Tumitinhas
A menina estava apaixonada. Começava a ver o mundo e desconfiava que ele guardasse segredos. Pelas frestas das janelas, no assobio do vento, no sibilar das palavras que não pretendiam ser ditas, nas ideias terríveis de que havia um mundo dentro do mundo, que apenas esperava ser descoberto. Não lhe diziam muita coisa os adultos, certos de que as crianças vivem imunes à poeira que a dúvida levanta. Não sabiam que no mundo que há dentro do mundo esconde-se um lago de águas escuras, às vezes imóveis, às vezes turbulentas. Não percebiam que os nomes todos das coisas do mundo dentro do mundo andavam de mãos dadas como se fossem um nome só. Com o tempo, as mãos iam se soltando, se distanciando e parecia que as águas ficavam mais claras também. Por isso, ninguém sabia que o amor que ela alimentava era forte e denso e primitivo, como tudo que ainda não se perdeu. Mas era delicado também, porque achava graça naquela ciranda de sons e cores e nas luzes que brilhavam quando apertava os olhos.

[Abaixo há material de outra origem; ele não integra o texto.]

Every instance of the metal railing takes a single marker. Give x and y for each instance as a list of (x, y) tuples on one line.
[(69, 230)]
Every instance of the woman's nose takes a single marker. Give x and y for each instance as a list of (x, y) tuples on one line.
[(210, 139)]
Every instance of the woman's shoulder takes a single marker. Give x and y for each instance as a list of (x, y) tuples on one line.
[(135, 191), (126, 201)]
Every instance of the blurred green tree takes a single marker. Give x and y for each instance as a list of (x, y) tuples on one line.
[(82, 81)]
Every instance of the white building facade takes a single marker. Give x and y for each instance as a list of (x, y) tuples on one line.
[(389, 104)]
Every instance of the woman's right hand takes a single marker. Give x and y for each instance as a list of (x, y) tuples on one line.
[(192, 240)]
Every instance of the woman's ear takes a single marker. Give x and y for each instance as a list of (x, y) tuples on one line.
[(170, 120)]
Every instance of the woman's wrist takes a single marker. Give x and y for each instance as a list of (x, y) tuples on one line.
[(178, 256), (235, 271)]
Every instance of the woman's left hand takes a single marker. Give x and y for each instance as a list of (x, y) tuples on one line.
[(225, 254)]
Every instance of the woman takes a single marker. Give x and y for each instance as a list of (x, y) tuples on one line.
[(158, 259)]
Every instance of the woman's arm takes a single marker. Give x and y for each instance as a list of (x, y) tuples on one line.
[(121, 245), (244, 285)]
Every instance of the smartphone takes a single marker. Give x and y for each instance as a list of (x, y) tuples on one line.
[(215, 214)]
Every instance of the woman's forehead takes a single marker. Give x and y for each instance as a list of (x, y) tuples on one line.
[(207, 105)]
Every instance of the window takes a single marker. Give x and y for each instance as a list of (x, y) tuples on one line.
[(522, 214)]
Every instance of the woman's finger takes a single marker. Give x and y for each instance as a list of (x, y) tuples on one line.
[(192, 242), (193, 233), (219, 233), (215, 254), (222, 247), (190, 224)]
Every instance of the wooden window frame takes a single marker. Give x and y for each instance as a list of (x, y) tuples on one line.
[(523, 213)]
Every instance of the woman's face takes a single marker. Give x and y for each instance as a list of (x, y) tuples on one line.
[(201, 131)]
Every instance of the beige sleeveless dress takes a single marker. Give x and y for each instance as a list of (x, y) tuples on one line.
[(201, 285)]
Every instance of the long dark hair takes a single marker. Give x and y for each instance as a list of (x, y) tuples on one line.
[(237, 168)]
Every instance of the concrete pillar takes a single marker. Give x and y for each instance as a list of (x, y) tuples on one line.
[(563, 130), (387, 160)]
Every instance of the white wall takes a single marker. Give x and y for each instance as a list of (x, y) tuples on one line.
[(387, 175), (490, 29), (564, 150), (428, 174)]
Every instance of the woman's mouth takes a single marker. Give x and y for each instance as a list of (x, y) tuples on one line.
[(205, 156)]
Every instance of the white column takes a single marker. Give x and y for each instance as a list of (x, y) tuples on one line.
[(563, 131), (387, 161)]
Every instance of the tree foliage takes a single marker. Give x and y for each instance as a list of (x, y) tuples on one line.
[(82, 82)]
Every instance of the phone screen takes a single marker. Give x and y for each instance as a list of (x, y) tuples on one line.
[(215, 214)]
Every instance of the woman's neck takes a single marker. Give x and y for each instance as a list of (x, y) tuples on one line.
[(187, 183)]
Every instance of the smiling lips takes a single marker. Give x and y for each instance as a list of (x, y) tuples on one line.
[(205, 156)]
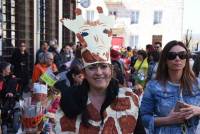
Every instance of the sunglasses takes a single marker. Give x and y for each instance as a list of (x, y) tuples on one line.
[(94, 67), (172, 55)]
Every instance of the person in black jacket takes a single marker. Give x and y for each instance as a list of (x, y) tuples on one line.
[(8, 91), (20, 63)]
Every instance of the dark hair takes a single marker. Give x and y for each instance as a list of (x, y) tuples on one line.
[(155, 55), (74, 100), (43, 42), (143, 53), (3, 65), (158, 43), (188, 77), (129, 48)]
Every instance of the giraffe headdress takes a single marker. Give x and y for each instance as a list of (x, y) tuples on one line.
[(95, 36)]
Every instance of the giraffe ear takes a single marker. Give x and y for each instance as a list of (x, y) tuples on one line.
[(81, 40)]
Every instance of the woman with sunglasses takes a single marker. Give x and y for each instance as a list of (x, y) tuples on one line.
[(171, 102), (98, 105)]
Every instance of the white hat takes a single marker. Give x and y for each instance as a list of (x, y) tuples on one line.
[(94, 36), (39, 88)]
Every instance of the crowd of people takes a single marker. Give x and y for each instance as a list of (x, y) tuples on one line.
[(90, 88)]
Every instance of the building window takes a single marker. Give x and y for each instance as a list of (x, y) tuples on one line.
[(135, 17), (134, 40), (90, 15), (157, 17)]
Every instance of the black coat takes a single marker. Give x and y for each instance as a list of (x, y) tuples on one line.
[(9, 85), (20, 63)]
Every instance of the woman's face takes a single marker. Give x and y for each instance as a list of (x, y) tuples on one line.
[(67, 49), (176, 58), (98, 75), (78, 78)]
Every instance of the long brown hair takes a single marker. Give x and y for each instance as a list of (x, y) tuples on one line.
[(188, 77)]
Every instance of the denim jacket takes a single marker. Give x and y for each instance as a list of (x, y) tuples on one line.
[(159, 100)]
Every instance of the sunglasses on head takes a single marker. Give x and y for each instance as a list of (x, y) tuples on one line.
[(172, 55)]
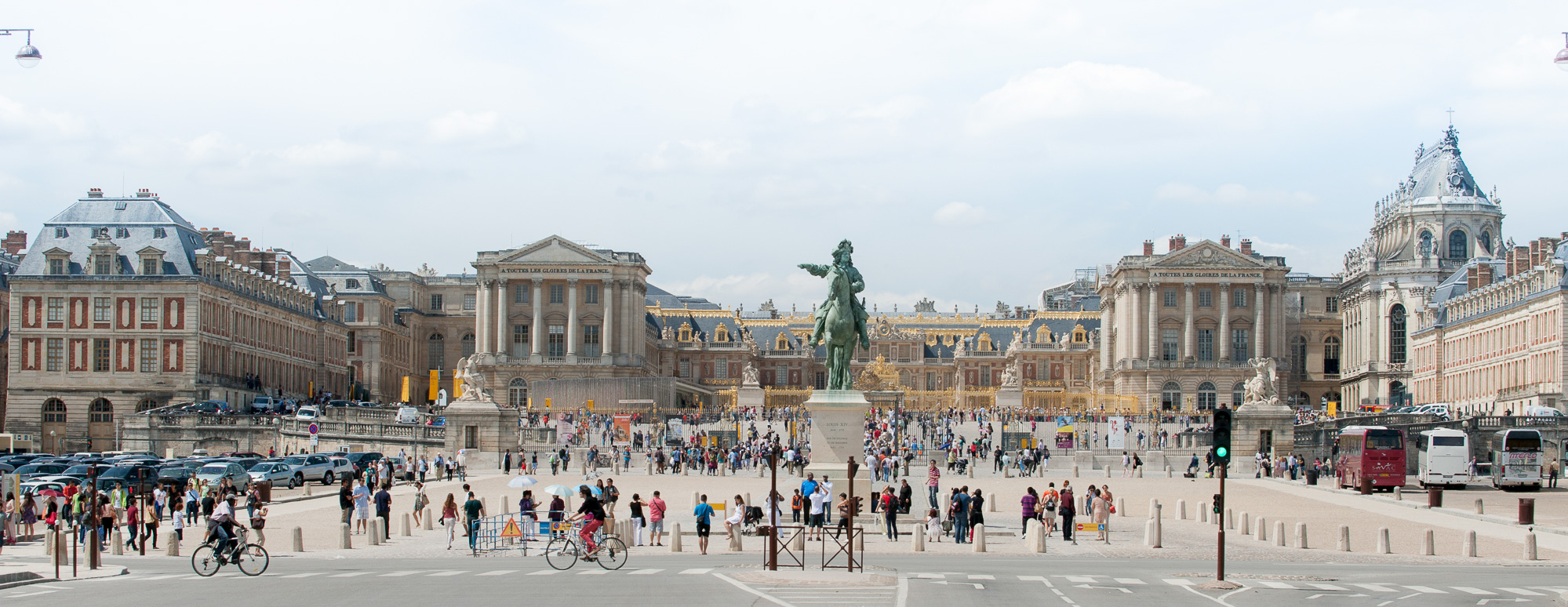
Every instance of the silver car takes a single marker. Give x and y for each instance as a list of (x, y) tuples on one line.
[(278, 473)]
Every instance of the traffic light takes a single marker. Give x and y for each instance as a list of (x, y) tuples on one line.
[(1222, 437)]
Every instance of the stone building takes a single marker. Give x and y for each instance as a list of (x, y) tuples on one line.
[(1492, 338), (122, 307), (1434, 224), (1180, 327)]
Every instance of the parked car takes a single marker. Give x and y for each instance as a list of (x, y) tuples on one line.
[(275, 473), (213, 474)]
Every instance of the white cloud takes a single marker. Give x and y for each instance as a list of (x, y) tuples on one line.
[(1231, 194), (1084, 89), (960, 214)]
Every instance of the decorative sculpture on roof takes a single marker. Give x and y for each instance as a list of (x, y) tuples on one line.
[(841, 319)]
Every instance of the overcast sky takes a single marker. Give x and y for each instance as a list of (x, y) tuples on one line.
[(973, 151)]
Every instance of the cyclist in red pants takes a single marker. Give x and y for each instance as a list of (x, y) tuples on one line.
[(591, 514)]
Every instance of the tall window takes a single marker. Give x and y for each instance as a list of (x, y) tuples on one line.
[(1208, 398), (1396, 335), (1459, 245), (557, 343), (591, 341), (56, 355), (149, 355), (99, 355), (436, 351), (1170, 398)]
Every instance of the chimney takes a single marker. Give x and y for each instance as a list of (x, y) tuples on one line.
[(14, 242)]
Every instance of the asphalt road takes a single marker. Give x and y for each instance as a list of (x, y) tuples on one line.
[(708, 581)]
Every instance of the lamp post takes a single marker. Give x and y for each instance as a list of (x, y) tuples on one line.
[(28, 56)]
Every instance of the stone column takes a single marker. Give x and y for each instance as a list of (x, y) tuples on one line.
[(1155, 321), (571, 318), (502, 324), (537, 338), (1225, 322), (1188, 327), (607, 330), (1258, 319)]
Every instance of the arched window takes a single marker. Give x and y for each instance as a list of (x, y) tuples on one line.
[(1170, 398), (1206, 398), (1396, 335), (436, 352), (1459, 245), (518, 393)]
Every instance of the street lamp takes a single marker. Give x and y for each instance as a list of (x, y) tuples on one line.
[(1563, 57), (28, 54)]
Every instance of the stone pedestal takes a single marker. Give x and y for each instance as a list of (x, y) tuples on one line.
[(483, 431), (838, 435)]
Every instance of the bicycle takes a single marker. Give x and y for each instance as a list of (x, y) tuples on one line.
[(565, 550), (207, 561)]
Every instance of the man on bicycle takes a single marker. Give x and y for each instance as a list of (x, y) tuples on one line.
[(591, 514)]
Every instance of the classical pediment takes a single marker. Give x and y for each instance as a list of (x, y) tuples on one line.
[(552, 250), (1208, 255)]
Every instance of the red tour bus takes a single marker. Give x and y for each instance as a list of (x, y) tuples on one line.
[(1370, 453)]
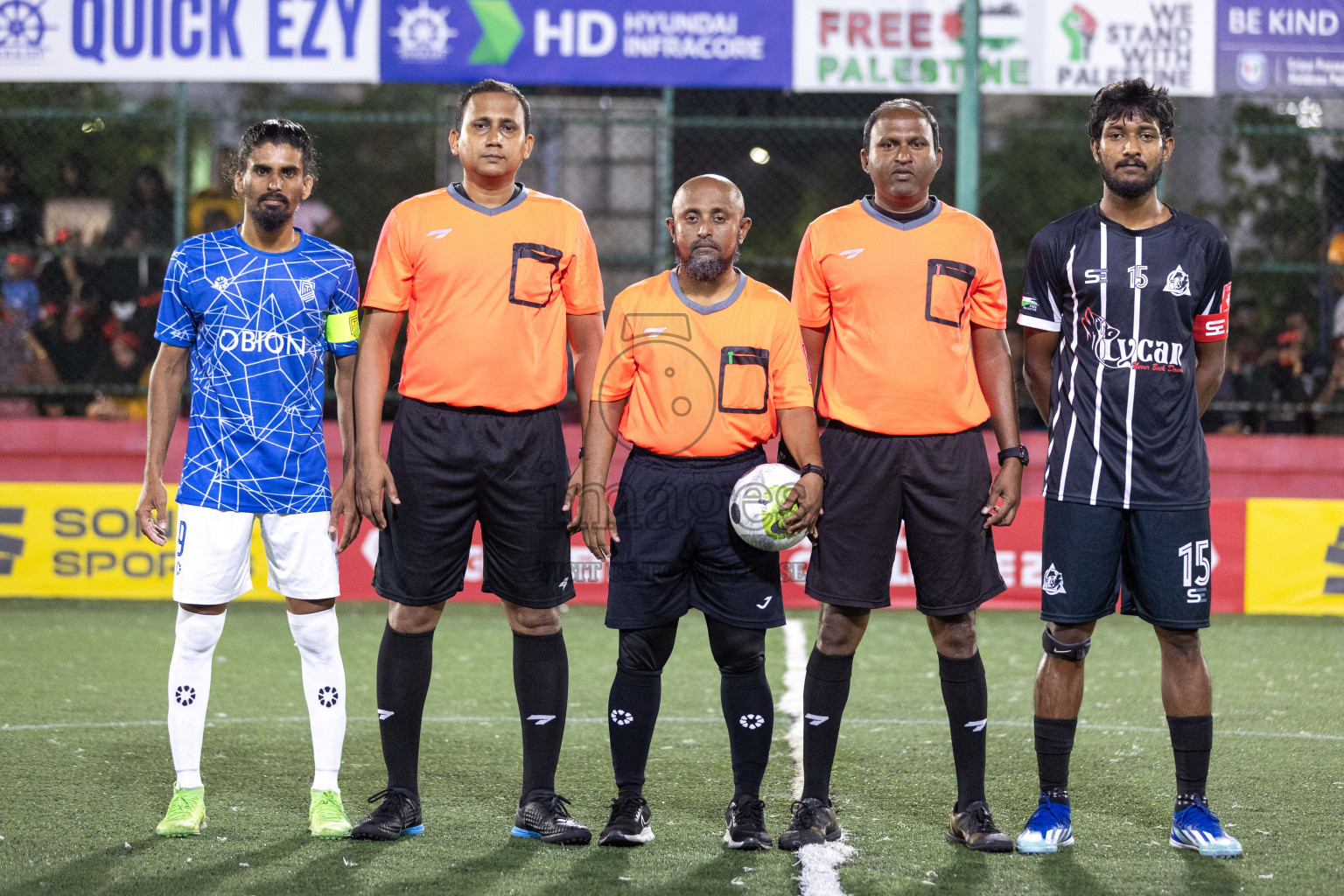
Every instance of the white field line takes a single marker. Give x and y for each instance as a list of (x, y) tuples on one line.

Nunca estava só, apesar do silêncio e da escuridão. Gostava de girar sobre o próprio corpo e depois deixar-se solta pelo chão enquanto o mundo continuava girando. Isso ajudava a revirar o que não entendia e o sentido vinha ter com ela. Longe da calma imaginada pelos adultos, no mundo que há dentro do mundo, conviviam em seu estado mais bruto todas as angústias, todos os deslumbramentos, e todas as desproporções. Mas estava apaixonada e o vendaval que soprou sobre ela não deixou nada no lugar. Os nomes das coisas já não serviam mais e diziam do horror que podia ser visto quando se desmembravam estilhaçando o que parecia bonito e sonoro. E entendeu a canção: “O anel que tu me destes... o amor que tu me tinhas...”.
Raquel Domingues Pires – 02/09/2014.